All this combined, the insatiable appetite, food being such a central part of my life, my ability to feel well depending on my diet, means that I’m already tired of the diet-talk before little-miss-diet even decides what new fad she’ll attempt now. I’m exhausted of food. If I hear Paul McKenna spout off that it’s all so simple as to only eat when you’re hungry on one more chatty telly show I will eat him. But that’s not my biggest peev. My biggest peev is the crazy ‘diets’, the nutritional equivalent of Scientology, cults designed to leech money. For the most parts they show such little regard for actual facts and provable science. Case in point is the Feast ‘diet’ where you starve all day then eat all your food within a two hour window….because ‘that’s how cavemen would’ve eaten’. WHAT!? Next you’re going to tell me that people get depressed because they are haunted by the spirits of dead aliens. Last I checked, I wasn’t a caveman. Don’t go throwing evolution at me in defence because following that logic I would shit in holes in the ground because that’s how cavemen did it, luckily society invented sanitation systems and toilets, I say roll with the punches and adapt. Plus, didn’t really do those cavemen much good, I have a pretty awful metabolism, eat all day and I’m already pretty ancient compared to your average caveman. Hopefully the inventor of this ‘diet’ will be weeded out by natural selection.
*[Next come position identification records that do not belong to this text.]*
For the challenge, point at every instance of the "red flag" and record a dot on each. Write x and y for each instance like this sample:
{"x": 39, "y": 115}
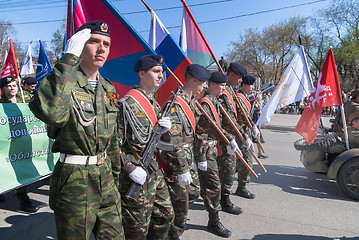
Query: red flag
{"x": 10, "y": 66}
{"x": 326, "y": 93}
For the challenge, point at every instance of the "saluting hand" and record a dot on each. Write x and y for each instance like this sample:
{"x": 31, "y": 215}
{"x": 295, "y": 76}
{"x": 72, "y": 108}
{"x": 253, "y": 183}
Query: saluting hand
{"x": 77, "y": 42}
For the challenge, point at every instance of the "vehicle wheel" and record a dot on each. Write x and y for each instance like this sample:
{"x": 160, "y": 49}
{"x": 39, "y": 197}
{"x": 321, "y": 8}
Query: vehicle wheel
{"x": 321, "y": 142}
{"x": 348, "y": 178}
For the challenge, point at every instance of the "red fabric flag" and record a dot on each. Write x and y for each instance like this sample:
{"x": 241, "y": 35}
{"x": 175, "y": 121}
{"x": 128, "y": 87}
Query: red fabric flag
{"x": 326, "y": 93}
{"x": 10, "y": 66}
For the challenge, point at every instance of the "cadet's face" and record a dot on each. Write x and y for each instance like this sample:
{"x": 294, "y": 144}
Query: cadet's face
{"x": 152, "y": 77}
{"x": 198, "y": 86}
{"x": 96, "y": 51}
{"x": 234, "y": 79}
{"x": 29, "y": 87}
{"x": 11, "y": 89}
{"x": 218, "y": 88}
{"x": 247, "y": 89}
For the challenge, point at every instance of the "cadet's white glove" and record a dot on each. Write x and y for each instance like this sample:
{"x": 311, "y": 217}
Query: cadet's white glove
{"x": 202, "y": 166}
{"x": 231, "y": 151}
{"x": 77, "y": 42}
{"x": 250, "y": 144}
{"x": 185, "y": 178}
{"x": 138, "y": 175}
{"x": 165, "y": 123}
{"x": 256, "y": 131}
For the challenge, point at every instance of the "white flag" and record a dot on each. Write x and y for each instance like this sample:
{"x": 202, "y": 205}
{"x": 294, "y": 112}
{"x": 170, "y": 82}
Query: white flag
{"x": 27, "y": 67}
{"x": 295, "y": 84}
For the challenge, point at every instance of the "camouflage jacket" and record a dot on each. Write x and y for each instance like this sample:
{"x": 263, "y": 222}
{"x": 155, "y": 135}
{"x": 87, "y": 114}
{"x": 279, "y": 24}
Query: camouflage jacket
{"x": 206, "y": 132}
{"x": 134, "y": 128}
{"x": 228, "y": 107}
{"x": 81, "y": 121}
{"x": 181, "y": 135}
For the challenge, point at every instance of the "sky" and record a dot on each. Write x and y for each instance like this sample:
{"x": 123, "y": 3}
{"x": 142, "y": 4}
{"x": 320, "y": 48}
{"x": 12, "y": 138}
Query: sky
{"x": 221, "y": 21}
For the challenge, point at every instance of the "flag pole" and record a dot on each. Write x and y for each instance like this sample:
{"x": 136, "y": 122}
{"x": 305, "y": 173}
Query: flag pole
{"x": 220, "y": 68}
{"x": 216, "y": 127}
{"x": 344, "y": 126}
{"x": 17, "y": 71}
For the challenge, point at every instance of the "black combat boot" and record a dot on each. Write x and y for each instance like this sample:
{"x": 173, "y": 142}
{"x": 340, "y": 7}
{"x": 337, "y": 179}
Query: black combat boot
{"x": 242, "y": 191}
{"x": 216, "y": 227}
{"x": 228, "y": 206}
{"x": 26, "y": 204}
Fact is, most these diets really don’t give the human body enough credit. Detox diets massively undermine the awesome ability of a healthy liver so most people doing them are eating pretty weird and disgusting stuff with little effect. The liver can repair itself completely as long as it’s no more than two thirds damaged. As long as you’re not abusing it heavily then there’s no need to eat aloe vera stuff to cleanse it, just give it a break from things that upset it and it’ll sort itself out.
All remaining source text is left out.